В этот визит Дьюи остановился у окна на верхнем этаже, и что-то вдалеке привлекло его внимание — пугало среди щетинок колосьев пшеницы. На пугале была мужская охотничья кепка и платье из полинялого ситца в цветочек. (Конечно же, старое платье Бонни Клаттер!) Ветер играл юбкой и раскачивал пугало — оно казалось живым существом, танцующим печальный танец в холодном декабрьском поле. И Дьюи неожиданно для себя вспомнил сон Мэри. Как-то утром она подала ему на завтрак сладкую яичницу и соленый кофе и обвинила во всем «глупый сон» — но этот сон не рассеялся при дневном свете.

— Это было настолько реально, Элвин, — сказала она. — Так же реально, как эта кухня. Во сне я как раз была здесь, в кухне. Я готовила ужин, и вдруг входит Бонни. На ней был синий ангорский свитер, и она казалась такой милой и красивой. Я ей сказала: «О Бонни… Бонни, дорогая… я не видела тебя с тех пор, как случилась эта страшная вещь». Но она не отвечала, только смотрела на меня своим застенчивым взглядом, и я не знала, что еще сказать. При таких-то обстоятельствах. Поэтому я сказала: «Голубушка, посмотри-ка, что я готовлю Элвину на ужин. Суп в горшочке с креветками и свежими крабами. Он уже почти готов. Давай, голубушка, сними пробу». Но она так и осталась стоять у дверей, только смотрела на меня. А потом — я не знаю, как бы точнее выразиться, но она закрыла глаза и начала качать головой, очень медленно, и заламывать руки, тоже очень медленно, и всхлипывать или шептать. Я не могла понять, что она говорила. Но это пронзило мне сердце болью, я никогда ни к кому не испытывала такой сильной жалости, и я обняла ее. Я сказала: «Пожалуйста, Бонни! О, не надо, дорогая моя, не плачь! Если кто на этом свете и был подготовлен к встрече с Богом, то именно ты, Бонни». Но я не могла ее успокоить. Она качала головой, заламывала руки, и наконец я услышала, что она говорит. Она говорила: «Быть убитой. Быть убитой. Нет. Нет. Ничего не может быть хуже. Нет ничего хуже этого. Ничего».
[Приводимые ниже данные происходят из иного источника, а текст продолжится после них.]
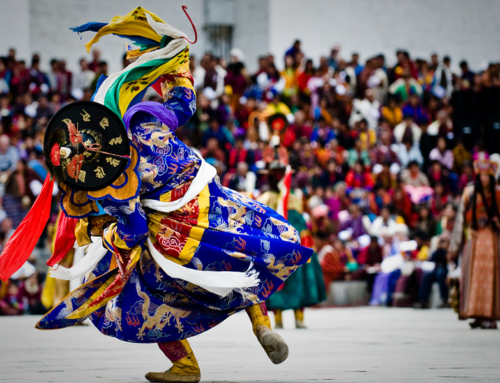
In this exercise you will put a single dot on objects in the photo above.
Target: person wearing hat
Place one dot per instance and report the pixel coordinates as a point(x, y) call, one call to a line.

Середина дня. Пустыня Мохаве. Перри сидел на плетеном чемодане и играл на гармонике. Дик стоял на обочине черного шоссе № 66 и взглядом буравил безупречную пустоту, словно надеялся заставить автомобилистов появиться. Их было мало, и ни один не останавливался подобрать голосующих. Лишь водитель грузовика, направлявшийся в Нидлз, штат Калифорния, предложил их подвезти, но Дик отказался. Это был не тот вариант, которого ждали они с Перри. Они поджидали одинокого путешественника в приличном автомобиле и с деньгами в бумажнике — такого можно было ограбить, удавить и закопать в пустыне.
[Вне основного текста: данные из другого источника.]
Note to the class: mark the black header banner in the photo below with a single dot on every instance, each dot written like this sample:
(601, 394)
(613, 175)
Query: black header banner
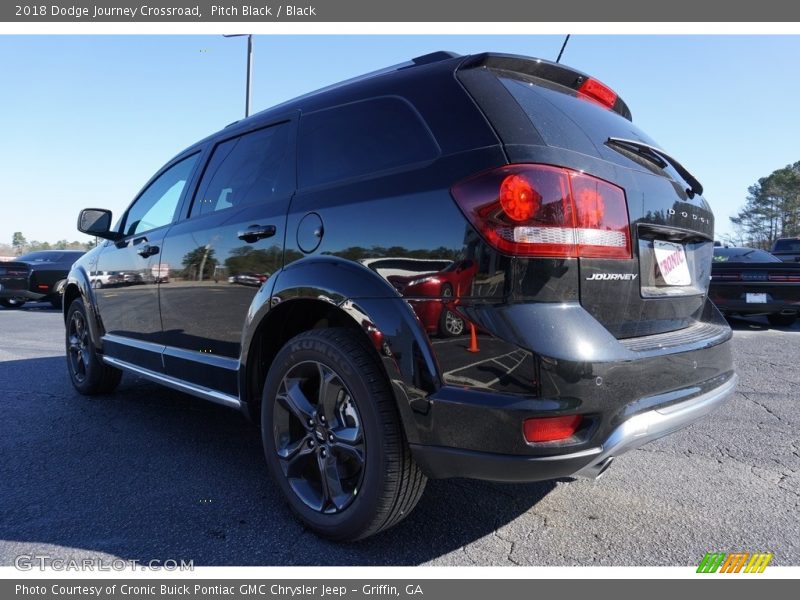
(399, 11)
(390, 589)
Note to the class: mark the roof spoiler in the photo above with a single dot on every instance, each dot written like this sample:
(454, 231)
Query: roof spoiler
(541, 69)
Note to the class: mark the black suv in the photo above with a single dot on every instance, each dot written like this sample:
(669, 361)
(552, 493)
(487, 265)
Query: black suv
(37, 276)
(587, 328)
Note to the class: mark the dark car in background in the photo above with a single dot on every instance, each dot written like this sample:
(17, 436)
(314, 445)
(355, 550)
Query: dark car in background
(586, 252)
(787, 249)
(443, 286)
(252, 279)
(748, 281)
(36, 276)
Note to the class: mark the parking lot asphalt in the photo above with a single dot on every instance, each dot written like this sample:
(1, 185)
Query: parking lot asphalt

В пустыне звук часто опережает изображение. Дик услышал легкую вибрацию еще не видимого автомобиля. Перри тоже ее уловил; он сунул гармонику в карман, поднял с земли плетеный чемодан (весь их багаж: едва поместившиеся сувениры Перри плюс три рубашки, пять пар белых носков, коробка аспирина, бутылка текилы, ножницы, безопасная бритва и пилка для ногтей; все остальные пожитки были либо заложены, либо оставлены у мексиканского бармена, либо отправлены в Лас-Вегас) и подошел к Дику. Они смотрели на шоссе. Наконец машина показалась и стала расти, пока не превратилась в синий «додж-седан» с единственным пассажиром, лысым тощим мужчиной. Идеальный вариант. Дик поднял руку и замахал. «Додж» сбросил скорость, и Дик одарил водителя роскошной улыбкой. Автомобиль почти, но еще не совсем остановился, водитель высунулся в окно и оглядел их с ног до головы. Впечатление, которое он получил, очевидно, заставило его встревожиться. (После пятидесятичасового путешествия на автобусе из Мехико в Барстоу, штат Калифорния, и нескольких часов путешествия пешком через пустыню оба обросли бородами и пропылились насквозь.) Автомобиль скакнул вперед и прибавил скорость. Дик, сложив ладони рупором, крикнул вслед: «Везучий ты, ублюдок!» Потом он засмеялся и поднял чемодан на плечо. Ничто не могло испортить ему настроения, потому что, вспоминал он позже, он был «слишком рад, что вернулся в старые добрые Штаты». Рано или поздно появится другой автомобилист.

Перри достал свою гармонику (его она стала после того, как вчера он украл ее в магазине разных мелочей в Барстоу) и заиграл вступительные аккорды их «походного марша», одной из любимых своих песен. Он пропел Дику все пять строф. Шагая в ногу бок о бок, они шли по шоссе и пели: «Я видел, как в сиянии с небес сошел Господь; Он вытоптал те лозы, где зрела гнева гроздь». И в тишине пустыни звенели их твердые, молодые голоса: «Слава! Слава! Аллилуйя! Слава! Слава! Аллилуйя!»